It has been a week filled with grief, anger, solidarity, pride and fascination as the world has watched the Ukrainian peoples' triumph at repelling the Russian military juggernaut. Europeans (especially those in the border nations to Ukraine) are rising up to accept and welcome refugees into their homes, provide meals and supplies to those fleeing the invasion, and stand in protest to Vladimir Putin's assault on a peaceful, sovereign, and democratic nation. Americans are also doing as much as they can to stand with the Ukrainian people from thousands of miles away - anecdotally, I read a story about Americans booking Airbnb rentals in the capital city of Kyiv knowing full well they would never step foot in them but wanting to get money into the hands of Ukrainians directly. These black and white periods of global unity against tyranny and oppression are rare and in context short-lived - let us hope and pray that this period is the same while at the same time unity with our global partners is strengthened and remains.
Still the question in the minds of investors is - "Will the global investment markets stand together as firmly as the people of Ukraine and their supporters?" Investment markets have no moral obligation to remain steadfast in the face of opposition. They have no sense of national pride spurring them on to defend against intruders. Investment markets are heartless and rightly focused on valuation (i.e. how much businesses are worth at any given point in time). Right now it seems that the investment markets are running for the hills instead of standing to fight. The Russian invasion of Ukraine and its expected effects on the global economic engine have called into question what were already high valuations for businesses globally. If businesses are going to see lower profits because it is more expensive for them to produce goods and services and/or because they cannot sell those goods and services to as many people as they once could they technically should not be worth as much now. Valuations truly are as simple as that. However, times of economic retrenchment and their subsequent negative market influences tend not to last too long...certainly not forever. Moreover, investment market retrenchment due to geopolitical events (e.g. war and invasions) tend not to last as long as other market shocks.
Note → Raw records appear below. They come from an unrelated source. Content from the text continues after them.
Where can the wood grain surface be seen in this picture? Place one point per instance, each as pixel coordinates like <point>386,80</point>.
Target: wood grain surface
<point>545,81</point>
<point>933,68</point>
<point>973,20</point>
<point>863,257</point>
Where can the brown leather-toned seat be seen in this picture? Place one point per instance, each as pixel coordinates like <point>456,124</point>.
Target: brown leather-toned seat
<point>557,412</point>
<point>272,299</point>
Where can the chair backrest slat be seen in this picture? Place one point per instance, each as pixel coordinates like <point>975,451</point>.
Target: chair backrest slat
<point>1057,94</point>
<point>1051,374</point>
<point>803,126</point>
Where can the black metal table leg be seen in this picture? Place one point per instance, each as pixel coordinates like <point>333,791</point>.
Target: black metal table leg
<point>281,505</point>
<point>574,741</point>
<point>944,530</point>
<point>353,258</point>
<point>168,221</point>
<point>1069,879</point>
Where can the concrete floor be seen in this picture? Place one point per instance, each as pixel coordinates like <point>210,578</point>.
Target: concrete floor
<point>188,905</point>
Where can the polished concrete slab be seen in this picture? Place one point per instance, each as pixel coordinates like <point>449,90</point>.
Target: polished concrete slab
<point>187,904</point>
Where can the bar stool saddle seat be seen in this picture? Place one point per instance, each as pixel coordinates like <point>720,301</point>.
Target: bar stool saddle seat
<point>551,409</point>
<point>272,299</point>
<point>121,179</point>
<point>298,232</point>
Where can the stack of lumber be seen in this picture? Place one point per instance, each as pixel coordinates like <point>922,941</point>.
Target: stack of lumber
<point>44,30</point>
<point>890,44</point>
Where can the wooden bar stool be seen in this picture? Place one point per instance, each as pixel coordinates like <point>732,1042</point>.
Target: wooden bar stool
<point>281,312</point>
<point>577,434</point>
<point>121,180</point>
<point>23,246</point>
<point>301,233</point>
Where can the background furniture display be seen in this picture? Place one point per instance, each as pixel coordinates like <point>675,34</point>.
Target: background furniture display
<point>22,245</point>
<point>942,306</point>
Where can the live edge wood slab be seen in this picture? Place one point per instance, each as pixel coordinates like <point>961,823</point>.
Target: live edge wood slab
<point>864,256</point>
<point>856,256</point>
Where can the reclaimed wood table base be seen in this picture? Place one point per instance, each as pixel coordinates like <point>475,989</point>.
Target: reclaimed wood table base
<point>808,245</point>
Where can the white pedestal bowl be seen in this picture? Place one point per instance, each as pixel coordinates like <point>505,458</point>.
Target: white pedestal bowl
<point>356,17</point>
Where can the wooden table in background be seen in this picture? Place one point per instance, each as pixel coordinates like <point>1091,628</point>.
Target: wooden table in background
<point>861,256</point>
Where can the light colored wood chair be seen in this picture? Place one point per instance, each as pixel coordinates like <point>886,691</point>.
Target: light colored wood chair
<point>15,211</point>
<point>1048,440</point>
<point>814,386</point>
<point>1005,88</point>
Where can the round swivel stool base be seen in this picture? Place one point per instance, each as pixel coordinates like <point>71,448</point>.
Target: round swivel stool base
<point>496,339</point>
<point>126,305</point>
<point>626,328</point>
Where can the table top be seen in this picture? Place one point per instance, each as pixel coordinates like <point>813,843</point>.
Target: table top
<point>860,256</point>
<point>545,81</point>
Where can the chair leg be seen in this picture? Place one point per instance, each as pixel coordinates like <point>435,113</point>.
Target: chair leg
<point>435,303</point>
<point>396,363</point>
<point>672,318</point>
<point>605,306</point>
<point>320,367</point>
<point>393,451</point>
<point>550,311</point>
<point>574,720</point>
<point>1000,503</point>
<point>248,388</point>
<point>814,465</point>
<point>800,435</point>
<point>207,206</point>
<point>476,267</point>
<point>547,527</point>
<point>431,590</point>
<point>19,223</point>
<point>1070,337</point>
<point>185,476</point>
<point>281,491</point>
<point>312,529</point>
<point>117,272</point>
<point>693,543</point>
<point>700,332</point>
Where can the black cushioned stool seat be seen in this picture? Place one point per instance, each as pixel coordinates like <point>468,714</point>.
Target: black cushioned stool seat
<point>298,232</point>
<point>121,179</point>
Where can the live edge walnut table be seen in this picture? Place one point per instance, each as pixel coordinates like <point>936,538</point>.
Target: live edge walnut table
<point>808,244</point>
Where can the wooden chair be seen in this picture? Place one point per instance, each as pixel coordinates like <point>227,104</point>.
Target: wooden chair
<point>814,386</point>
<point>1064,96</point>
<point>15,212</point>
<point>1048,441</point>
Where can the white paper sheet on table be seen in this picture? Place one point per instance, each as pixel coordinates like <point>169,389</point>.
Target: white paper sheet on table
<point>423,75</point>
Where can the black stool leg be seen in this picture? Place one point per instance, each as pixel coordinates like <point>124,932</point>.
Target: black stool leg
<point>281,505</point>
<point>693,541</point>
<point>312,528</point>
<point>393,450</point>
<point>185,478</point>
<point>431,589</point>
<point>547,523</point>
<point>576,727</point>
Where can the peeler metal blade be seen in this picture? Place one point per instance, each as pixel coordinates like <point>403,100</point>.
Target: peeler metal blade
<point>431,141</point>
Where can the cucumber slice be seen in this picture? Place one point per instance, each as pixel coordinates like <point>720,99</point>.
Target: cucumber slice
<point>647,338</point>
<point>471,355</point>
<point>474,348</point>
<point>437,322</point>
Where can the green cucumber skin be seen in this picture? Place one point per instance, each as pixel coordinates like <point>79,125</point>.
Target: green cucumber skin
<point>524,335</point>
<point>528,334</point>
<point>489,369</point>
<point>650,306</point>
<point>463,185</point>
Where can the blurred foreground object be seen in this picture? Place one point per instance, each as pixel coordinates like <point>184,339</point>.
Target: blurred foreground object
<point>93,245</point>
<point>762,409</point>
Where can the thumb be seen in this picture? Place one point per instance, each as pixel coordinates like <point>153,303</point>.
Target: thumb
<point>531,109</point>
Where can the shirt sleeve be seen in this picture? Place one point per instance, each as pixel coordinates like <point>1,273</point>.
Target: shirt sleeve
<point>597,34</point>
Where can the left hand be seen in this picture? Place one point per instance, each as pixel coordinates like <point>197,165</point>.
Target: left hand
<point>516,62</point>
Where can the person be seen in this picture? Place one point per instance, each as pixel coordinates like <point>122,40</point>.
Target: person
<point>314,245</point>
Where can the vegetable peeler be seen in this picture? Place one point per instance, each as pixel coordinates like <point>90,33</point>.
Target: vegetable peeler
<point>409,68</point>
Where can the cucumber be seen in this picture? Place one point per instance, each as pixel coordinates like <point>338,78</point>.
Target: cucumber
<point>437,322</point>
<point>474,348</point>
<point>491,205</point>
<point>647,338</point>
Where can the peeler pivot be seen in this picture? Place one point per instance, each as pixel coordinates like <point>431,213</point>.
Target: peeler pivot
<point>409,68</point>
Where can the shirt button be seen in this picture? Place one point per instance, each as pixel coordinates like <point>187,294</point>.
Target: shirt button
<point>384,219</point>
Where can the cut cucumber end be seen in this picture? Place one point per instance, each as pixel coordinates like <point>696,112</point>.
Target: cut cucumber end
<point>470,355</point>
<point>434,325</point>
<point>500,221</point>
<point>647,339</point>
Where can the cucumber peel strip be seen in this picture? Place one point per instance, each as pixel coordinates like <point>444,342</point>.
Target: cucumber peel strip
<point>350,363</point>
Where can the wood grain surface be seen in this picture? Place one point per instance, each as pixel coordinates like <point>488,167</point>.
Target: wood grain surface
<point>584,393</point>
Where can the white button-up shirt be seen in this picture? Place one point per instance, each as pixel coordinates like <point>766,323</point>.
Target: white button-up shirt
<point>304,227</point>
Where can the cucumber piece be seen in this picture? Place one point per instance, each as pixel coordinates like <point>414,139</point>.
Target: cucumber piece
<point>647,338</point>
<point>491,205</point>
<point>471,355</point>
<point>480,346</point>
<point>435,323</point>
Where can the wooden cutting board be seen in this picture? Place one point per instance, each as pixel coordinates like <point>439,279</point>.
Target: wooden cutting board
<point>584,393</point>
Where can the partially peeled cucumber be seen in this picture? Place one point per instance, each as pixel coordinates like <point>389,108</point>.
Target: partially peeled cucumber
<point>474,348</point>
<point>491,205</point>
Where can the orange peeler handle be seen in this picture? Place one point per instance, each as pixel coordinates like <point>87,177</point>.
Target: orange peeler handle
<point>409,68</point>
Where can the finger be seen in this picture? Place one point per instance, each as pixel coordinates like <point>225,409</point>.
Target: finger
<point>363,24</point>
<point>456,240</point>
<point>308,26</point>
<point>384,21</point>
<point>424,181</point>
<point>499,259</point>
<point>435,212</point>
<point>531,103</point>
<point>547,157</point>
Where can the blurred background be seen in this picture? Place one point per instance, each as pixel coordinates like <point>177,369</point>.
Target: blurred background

The Vanguard Group, Inc. recently produced the following research on past geopolitical events and their effects on investment markets: Vanguard - Ukraine and the Changing Market Environment. According to the research, in almost every case, the Dow Jones Industrial Average saw positive returns in the 6 and 12 month periods following the event. Of course, this time may be different. But, it may not. My opinion - take it for what it is worth - is that the investment markets were just looking for a reason to reprice business valuations. Russia's invasion of Ukraine just happened to provide a really good excuse for investors to do what they wanted to do anyway. The investment markets' current correction has less to do with geopolitical events and more to do with the fact that asset prices got ahead of themselves - in other words, I am guessing that if Russia had invaded Ukraine when the P/E ratio of the S&P 500 was 14 rather than 26 (all else being equal) we would not be seeing the investment markets react as negatively.
At the same time, I do acknowledge the heightened uncertainty of economic and market outcomes due to the potential impacts of Russia's actions. We will almost certainly see higher commodity prices - the most tangible will be oil and gas prices. Will Central Bank policy around the world be altered? Will our own Federal Reserve put a pause on its expected rate hikes this year? Will supply chain issues persist or intensify? Uncertainty abounds, and investment markets tend to not like uncertainty. I expect the rest of 2022 will tend to be a bumpy ride for investors. The best possible thing to do is remain diversified in your investments, make a financial plan and review it amidst the uncertainty, and as always keep a long-term perspective. I will make one bold prediction - 2022 will not be the undoing of humanity. If I am right, better investment days are ahead. If I am wrong - well, you won't be able to tell me "I told you so." Jokes aside, pray for the Ukrainian people if you are so inclined. Send them aid as you can. And hug your family and friends tonight - your return on that investment will outweigh any other you could make.